10. The non-transitory computer readable medium of claim 9, wherein the credit score is a vantage score developed by national credit reporting companies.

11. The non-transitory computer readable medium of claim 8, wherein the first credit card profile is the financial profile of the at least one consumer before the at least one action was undertaken, and wherein the second credit profile is the financial profile of the at least one consumer after the at least one action was undertaken.

12. The non-transitory computer readable medium of claim 8, wherein the associating includes pivoting the modeling dataset such that each row of the modeling dataset includes the first and second credit profiles of each consumer from the set of consumers.

13. The non-transitory computer readable medium of claim 8, wherein the regressing includes selecting a model of choice.

14. The non-transitory computer readable medium of claim 8, wherein the evaluating includes determining metric data, the metric data comprising at least one of Mean Absolute Error (MAE) or Mean Error (ME), and wherein the metric data signifies whether the trained model is over-predicting, under-predicting, or has directional accuracy.

15. A system of training a machine learning model comprising:

a memory device;

a processor coupled to the memory device, the processor configured to:

receive a financial dataset, wherein the financial dataset includes a financial profile of a set of consumers, the financial profile of at least one consumer from the set of consumers including at least one feature related to a financial condition of the at least one consumer;

construct a modeling dataset by associating a first and second credit profile of the at least one consumer, the first and second credit profiles referring to a change in the financial profile of the at least one consumer based on at least one action applied on the financial profile of the at least one consumer;

define at least one financial simulation based on the at least one action;

for the at least one financial simulation, construct a target variable for model supervision by subtracting a first credit profile feature from a second credit profile feature;

reserve a first portion of the modeling dataset for model evaluation purposes;

regress, on a second portion of the modeling dataset, the target variable on the at least one feature aggregated from the first credit profile of the at least one consumer with the at least one action;

construct a trained model by fine-tuning the modeling dataset using a grid search and cross-validation; and

evaluate the trained model on the first portion of the modeling dataset.

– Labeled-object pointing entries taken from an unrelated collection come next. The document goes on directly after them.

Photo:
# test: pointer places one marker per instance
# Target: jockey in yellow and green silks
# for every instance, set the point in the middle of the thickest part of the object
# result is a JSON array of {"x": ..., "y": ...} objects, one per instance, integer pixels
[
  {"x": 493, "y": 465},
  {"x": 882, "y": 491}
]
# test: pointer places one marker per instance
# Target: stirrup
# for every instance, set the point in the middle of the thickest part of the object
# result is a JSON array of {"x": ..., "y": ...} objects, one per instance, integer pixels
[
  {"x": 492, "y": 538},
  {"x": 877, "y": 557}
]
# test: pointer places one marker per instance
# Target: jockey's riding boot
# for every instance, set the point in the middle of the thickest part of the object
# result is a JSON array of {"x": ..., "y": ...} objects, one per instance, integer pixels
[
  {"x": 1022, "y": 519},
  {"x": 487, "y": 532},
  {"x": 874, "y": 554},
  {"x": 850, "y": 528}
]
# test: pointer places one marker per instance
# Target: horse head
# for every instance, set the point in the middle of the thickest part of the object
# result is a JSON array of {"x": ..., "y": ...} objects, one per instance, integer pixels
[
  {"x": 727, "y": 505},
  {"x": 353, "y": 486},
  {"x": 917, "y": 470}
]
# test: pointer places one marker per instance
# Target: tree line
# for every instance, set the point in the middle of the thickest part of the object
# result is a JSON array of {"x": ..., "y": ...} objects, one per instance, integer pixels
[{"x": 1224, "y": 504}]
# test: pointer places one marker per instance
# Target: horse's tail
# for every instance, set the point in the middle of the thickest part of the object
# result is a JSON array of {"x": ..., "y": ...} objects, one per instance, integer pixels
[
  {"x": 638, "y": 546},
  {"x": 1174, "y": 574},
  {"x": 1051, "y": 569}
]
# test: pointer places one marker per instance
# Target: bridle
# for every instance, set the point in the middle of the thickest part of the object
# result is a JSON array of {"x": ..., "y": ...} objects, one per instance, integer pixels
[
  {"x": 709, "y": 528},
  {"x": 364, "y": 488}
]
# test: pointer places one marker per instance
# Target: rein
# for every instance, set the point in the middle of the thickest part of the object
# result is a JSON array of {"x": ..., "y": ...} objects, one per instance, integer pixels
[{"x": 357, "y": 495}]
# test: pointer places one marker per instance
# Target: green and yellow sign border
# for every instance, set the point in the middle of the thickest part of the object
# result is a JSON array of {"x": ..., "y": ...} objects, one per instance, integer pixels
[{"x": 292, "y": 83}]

16. The system of claim 15, wherein the financial profile comprises a credit score of each consumer.

17. The system of claim 16, wherein the credit score is a vantage score developed by national credit reporting companies.

18. The system of claim 15, wherein the first credit card profile is the financial profile of the at least one consumer before the at least one action was undertaken, and wherein the second credit profile is the financial profile of the at least one consumer after the at least one action was undertaken.

19. The system of claim 15, wherein the associating includes pivoting the modeling dataset such that each row of the modeling dataset includes the first and second credit profiles of each consumer from the set of consumers.

20. The system of claim 15, wherein the regress includes selecting a model of choice, and wherein the evaluating includes determining metric data, the metric data comprising at least one of Mean Absolute Error (MAE) or Mean Error (ME), and wherein the metric data signifies whether the trained model is over-predicting, under-predicting, or has directional accuracy.